EL PAÍS

Tenir une promesse par décret

Emmanuel Macron occupe déjà une page importante de l’histoire de France. Il a arraché l’un des pansements qui font le plus mal à son pays : la réforme des retraites. Ce qui peut vous peser, cependant, c’est la façon dont vous l’avez fait. Car le président français, qui ne disposait pas d’une majorité suffisante à l’Assemblée, a décidé ce jeudi ce qui était pour ses détracteurs de s’immoler et d’avancer sur la base d’un décret. Il a ordonné à sa première ministre, Élisabeth Borne, d’activer l’article 49.3 de la Constitution, qui permet l’adoption d’une loi sans vote parlementaire. Cette procédure est parfaitement légitime et légale, mais c’était exactement ce que personne, ni les syndicats, ni l’opposition, ni Macron lui-même, ne voulait.

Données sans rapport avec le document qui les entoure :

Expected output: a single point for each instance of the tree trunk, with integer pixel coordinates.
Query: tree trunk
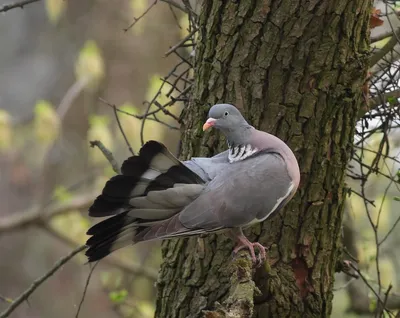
(295, 69)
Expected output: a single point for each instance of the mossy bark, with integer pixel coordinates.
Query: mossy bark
(296, 69)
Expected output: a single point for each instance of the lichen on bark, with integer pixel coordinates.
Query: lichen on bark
(295, 68)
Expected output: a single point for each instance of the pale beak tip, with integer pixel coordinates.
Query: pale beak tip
(209, 123)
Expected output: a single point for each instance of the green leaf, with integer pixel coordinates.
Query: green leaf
(55, 9)
(46, 122)
(118, 296)
(90, 64)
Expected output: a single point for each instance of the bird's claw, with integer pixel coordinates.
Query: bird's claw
(262, 255)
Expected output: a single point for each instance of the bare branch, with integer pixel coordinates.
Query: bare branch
(176, 5)
(25, 295)
(14, 5)
(181, 42)
(382, 98)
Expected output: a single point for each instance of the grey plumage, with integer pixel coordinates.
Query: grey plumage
(158, 197)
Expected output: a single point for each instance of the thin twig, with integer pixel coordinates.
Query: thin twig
(176, 5)
(14, 5)
(180, 43)
(108, 154)
(25, 295)
(85, 289)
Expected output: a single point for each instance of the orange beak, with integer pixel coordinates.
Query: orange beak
(209, 123)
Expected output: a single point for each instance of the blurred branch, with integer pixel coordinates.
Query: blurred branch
(127, 267)
(107, 153)
(391, 302)
(38, 216)
(25, 295)
(14, 5)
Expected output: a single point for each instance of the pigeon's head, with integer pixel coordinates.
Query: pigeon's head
(224, 117)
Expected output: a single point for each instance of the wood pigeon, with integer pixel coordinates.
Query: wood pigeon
(159, 197)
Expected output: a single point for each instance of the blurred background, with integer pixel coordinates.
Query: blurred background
(57, 58)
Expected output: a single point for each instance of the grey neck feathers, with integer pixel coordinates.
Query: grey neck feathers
(240, 152)
(239, 143)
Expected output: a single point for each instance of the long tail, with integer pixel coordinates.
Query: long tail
(143, 201)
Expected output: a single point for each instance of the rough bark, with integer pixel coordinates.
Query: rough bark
(295, 68)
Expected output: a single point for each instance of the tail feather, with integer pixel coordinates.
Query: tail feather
(144, 201)
(133, 232)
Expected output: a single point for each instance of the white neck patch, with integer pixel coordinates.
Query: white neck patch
(240, 152)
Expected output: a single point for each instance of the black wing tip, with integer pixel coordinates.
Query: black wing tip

Après des semaines d’intense activité politique à l’Elysée, Macron pensait faire passer la réforme, mais n’a finalement pas réussi à rassembler les voix de l’opposition conservatrice pour relever l’âge de la retraite de 62 à 64 ans. Il a passé des heures à réfléchir à quoi faire et à la fin il a imposé la voie unilatérale. Une défaite parlementaire, selon lui, aurait entraîné « de trop grands risques financiers et économiques » pour la France. Il évita donc un échec à l’Assemblée, mais se tira une balle dans le pied. Ou plutôt sacrifier son premier ministre, qui en réalité avait été radié depuis sa prise de fonction en juin dernier. Maintenant, Borne devra démissionner ou il fera tomber tout son gouvernement.

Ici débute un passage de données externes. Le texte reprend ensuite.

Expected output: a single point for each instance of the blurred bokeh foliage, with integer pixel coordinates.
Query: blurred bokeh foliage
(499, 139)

Ce qui attend la suite du mandat présidentiel de Macron, son dernier, c’est une rue encore plus fougueuse. La population est fatiguée après deux mois de manifestations, mais elle est toujours furieuse : les sondages officiels indiquent que deux Français sur trois rejettent la réforme. De plus, le fait que le décret controversé ait été approuvé pour beaucoup symbolise l’échec de la politique et une profonde crise institutionnelle. Macron, qui vit son plus bas moment de popularité, celui toujours mis en cause pour son arrogance et sa déconnexion avec la rue, est entré dans la même phase que ses prédécesseurs Alain Juppé, en 1995, et Nicolas Sarkozy, en 2010, lorsqu’ils ont eux aussi réformé le retraites.

Qu’on le veuille ou non, Macron a tenu ses promesses. La question est de savoir s’il a dilapidé tout son capital politique. Et aussi si les motions de censure qui sont attendues contre son gouvernement se poursuivront. Comme le disait Michel Rocard en 1991, « une réforme des retraites suffit à faire sauter plusieurs gouvernements ».